Personal information
- Full name: Vincent McBride
- Date of birth: 21 January 1934
- Place of birth: Stalybridge, England
- Date of death: 20 May 2005 (aged 71)
- Place of death: Cheshire, England
- Position: Goalkeeper

Youth career
- 19??–1952: Stalybridge Celtic

Senior career*
- Years: Team / Apps / (Gls)
- 1952–1954: Ashton United / 76 / (0)
- 1954–1956: Walsall / 11 / (0)
- 1956–1958: Aston Villa / 0 / (0)
- 1958–1959: Mansfield Town / 10 / (0)
- 1959–1960: Northwich Victoria / ? / (?)
- –: Colwyn Bay / ? / (?)
- –: Rhyl / ? / (?)
- 1962–1963: Mossley / 32 / (0)

= Vincent McBride =

English footballer

Vincent McBride (21 January 1934 – 20 May 2005) was a footballer who played in the Football League for Walsall and Mansfield Town.

Vince McBride was associated with Aston Villa for a period of two years without establishing himself in the first team.

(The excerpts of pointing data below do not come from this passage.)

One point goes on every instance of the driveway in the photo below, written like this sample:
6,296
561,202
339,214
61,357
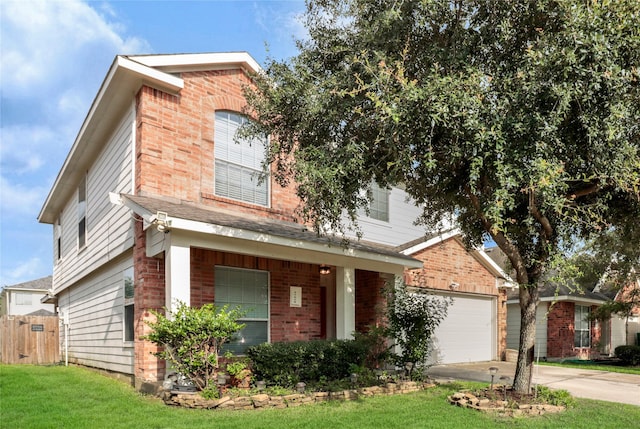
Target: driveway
581,383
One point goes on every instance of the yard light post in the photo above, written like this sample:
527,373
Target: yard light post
222,380
493,371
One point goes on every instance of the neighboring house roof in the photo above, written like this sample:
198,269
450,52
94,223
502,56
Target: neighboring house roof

He had spells with Northwich Victoria, Colwyn Bay and Rhyl before joining Mossley in 1962. McBride successfully limited the young giant of a keeper's Jock Wallace, Jr. appearances for the Ashton United (Hurst F.C) first team; being one of two Football League calibre keepers on the books at the same time.

==Later life==
Vince McBride went on to teach P.E at West Hill School, where he had been Head Boy in 1949, after his footballing career.

He settled in Cheshire after retirement until his death in 2005. A bench at Sandiway Golf Club is set on the 12th hole in his memory.